Advertisement

Elliott Edges Ferry to Win the Wooden

Share
Times Staff Writer

Disclosing its balloting for the first time in a further attempt to make its John R. Wooden Award the basketball equivalent of football’s Heisman Trophy, the Los Angeles Athletic Club was rewarded with its first public horse race, between Arizona’s Sean Elliott and Duke’s Danny Ferry.

And as emcee Tom Hawkins actually said, “The envelope please:”

Elliott, 1,871 votes.

Ferry, 1,721.

“Wow,” said the soft-spoken Elliott, when Wooden made the announcement Wednesday. “That’s a big surprise.

“I think it’s a compliment, There were several players more deserving than I. I’m just ecstatic.”

Advertisement

Elliott and the top four finishers, comprising the club’s first “All- American team,” were honored at a banquet Wednesday night at the Biltmore Hotel, with the public invited for the first time. It was also the first time that club facilities were too small for the 12-year-old award, obliging the ceremony to be moved.

“We have several player-of-the-year awards, and I’m sure football does, too,” said Oklahoma Coach Billy Tubbs, attending with his star, Stacey King. “Is there a Naismith Award? (There is.) This would be great, to have this as the equivalent to the Heisman.

“I think we need it. . . . But I don’t think that all the coaches are sitting around and talking about it. The big thing they’re talking about now is, ‘Who you getting?’ ”

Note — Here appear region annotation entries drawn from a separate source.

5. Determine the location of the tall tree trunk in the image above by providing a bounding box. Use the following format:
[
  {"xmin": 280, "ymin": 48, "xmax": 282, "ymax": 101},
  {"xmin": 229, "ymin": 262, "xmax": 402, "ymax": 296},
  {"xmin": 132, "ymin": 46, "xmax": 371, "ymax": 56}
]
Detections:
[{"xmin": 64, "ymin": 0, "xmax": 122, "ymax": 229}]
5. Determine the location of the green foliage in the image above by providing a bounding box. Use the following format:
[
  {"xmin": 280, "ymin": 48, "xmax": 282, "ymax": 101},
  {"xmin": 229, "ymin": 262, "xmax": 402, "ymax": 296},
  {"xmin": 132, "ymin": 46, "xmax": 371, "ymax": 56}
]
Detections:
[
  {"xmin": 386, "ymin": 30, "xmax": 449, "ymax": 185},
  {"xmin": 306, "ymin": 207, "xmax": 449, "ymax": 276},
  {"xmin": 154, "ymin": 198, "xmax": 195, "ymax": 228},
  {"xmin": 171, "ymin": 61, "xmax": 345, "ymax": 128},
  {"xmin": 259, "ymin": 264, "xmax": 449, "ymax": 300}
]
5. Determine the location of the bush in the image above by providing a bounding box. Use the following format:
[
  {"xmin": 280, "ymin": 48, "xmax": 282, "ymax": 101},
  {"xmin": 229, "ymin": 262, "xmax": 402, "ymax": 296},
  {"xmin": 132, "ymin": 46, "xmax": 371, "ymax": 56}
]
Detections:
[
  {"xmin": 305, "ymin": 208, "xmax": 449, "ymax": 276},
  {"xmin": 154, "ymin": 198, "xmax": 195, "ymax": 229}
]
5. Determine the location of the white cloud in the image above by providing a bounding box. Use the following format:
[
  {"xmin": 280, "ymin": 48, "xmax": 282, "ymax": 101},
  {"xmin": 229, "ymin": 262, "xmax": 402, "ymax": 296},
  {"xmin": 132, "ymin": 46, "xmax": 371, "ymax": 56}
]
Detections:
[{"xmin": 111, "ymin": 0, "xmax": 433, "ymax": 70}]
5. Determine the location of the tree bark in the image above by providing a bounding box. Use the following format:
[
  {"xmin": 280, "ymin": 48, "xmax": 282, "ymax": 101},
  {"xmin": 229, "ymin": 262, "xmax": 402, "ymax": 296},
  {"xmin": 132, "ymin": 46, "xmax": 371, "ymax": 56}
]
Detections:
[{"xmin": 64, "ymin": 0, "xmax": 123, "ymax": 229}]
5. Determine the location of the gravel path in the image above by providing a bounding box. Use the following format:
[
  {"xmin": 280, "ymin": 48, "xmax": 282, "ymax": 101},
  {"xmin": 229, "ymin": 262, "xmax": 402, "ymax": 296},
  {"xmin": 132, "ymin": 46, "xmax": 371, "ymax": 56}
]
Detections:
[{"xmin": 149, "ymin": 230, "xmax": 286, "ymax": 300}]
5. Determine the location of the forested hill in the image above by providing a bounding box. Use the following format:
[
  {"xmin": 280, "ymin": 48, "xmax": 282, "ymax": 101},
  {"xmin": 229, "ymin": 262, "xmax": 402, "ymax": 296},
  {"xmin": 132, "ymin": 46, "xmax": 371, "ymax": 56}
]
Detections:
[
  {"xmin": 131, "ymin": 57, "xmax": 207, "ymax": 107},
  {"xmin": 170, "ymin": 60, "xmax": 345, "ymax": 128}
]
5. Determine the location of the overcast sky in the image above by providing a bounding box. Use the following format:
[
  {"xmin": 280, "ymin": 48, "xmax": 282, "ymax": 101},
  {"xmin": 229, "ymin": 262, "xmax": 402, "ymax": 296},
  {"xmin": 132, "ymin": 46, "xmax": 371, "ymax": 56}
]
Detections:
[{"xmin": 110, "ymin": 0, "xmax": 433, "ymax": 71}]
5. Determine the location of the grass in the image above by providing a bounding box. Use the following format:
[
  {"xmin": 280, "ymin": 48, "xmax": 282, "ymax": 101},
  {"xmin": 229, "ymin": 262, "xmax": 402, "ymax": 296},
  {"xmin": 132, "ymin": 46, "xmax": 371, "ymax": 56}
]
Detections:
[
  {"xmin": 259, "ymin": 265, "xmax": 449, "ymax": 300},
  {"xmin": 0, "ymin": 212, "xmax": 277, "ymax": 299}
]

Behind Elliott and Ferry came the other members of the club’s first team, as chosen by popular vote: King, 895 votes; Charles Smith of Georgetown, 486, and Sherman Douglas of Syracuse, 356. Glen Rice, who led Michigan to its National Collegiate Athletic Assn. title and broke the tournament scoring title, got a late write-in surge but finished four votes behind Douglas with 352.

And who was the more worthy?

“It’s really hard,” King said. “You didn’t have that one player who dominated everything. Last year it was Danny Manning, the year before David Robinson.

“I think they both meant a lot to their teams. You take Sean Elliott from Arizona, and they go from a great team to an average team. You take Danny Ferry from Duke and they go from a great team to an average team.

Advertisement

“I guess you have to let them go head to head and they have to guard each other. Whoever scores the most points and his team wins, he’s the one. That’s one way to get out of that one.”

All the first-team members except Smith, who was back on campus, attended. Ferry and his coach, Mike Krzyzewski, retired the competition in the who-went- to-the-most-trouble category, flying home to Durham, N.C., from Seattle Monday for a campus reception, then turning around and flying here.

Award Ceremony Notes

Second team: Glen Rice, Michigan; Jay Edwards, Indiana; Todd Lichti, Stanford; Hank Gathers, Loyola Marymount and Lionel Simmons, LaSalle. . . . Mike Krzyzewski to John Wooden, from the dais: “You hear a lot of (talk) at these things but I hope some of us as coaches put as much back into the game as you have. It’s nice to see someone put back as much as they took out--and you took a lot. I’m going to have a special meeting with Coach Wooden and ask him how to take that final step and win a national title.” Krzyzewski’s teams have been to three of the last four Final Fours, but have been beaten in all of them.

Syracuse Coach Jim Boeheim on Sherman Douglas: “Somebody asked me the other day, ‘Who’s going to take over at Syracuse?’ I said, ‘I think it’s going to be me. The last three years, this guy did.’ ” . . . And a bit of byplay between the free-wheeling Oklahoma duo: Stacey King, reminding his coach, Billy Tubbs, that he’d be watching from now on, told him: “I’m an alum now.” Replied Tubbs, sotto voce: “Send money.”

Sean Elliott: “Somebody asked me one time, ‘How do you feel when Coach (Lute Olson) compares you to Magic (Johnson)?’ It’s like your dad, calling you the best football player in the world. I really don’t listen to that kind of thing. (Laughing) I think if it came from Coach Wooden, I’d listen to it more.” . . . Elliott also talked of wanting to defend the fallen banner of western basketball drawing this response from Douglas: “You talk about West Coast basketball, you’d better talk to Coach Boeheim. Because he has at least four players from L.A.”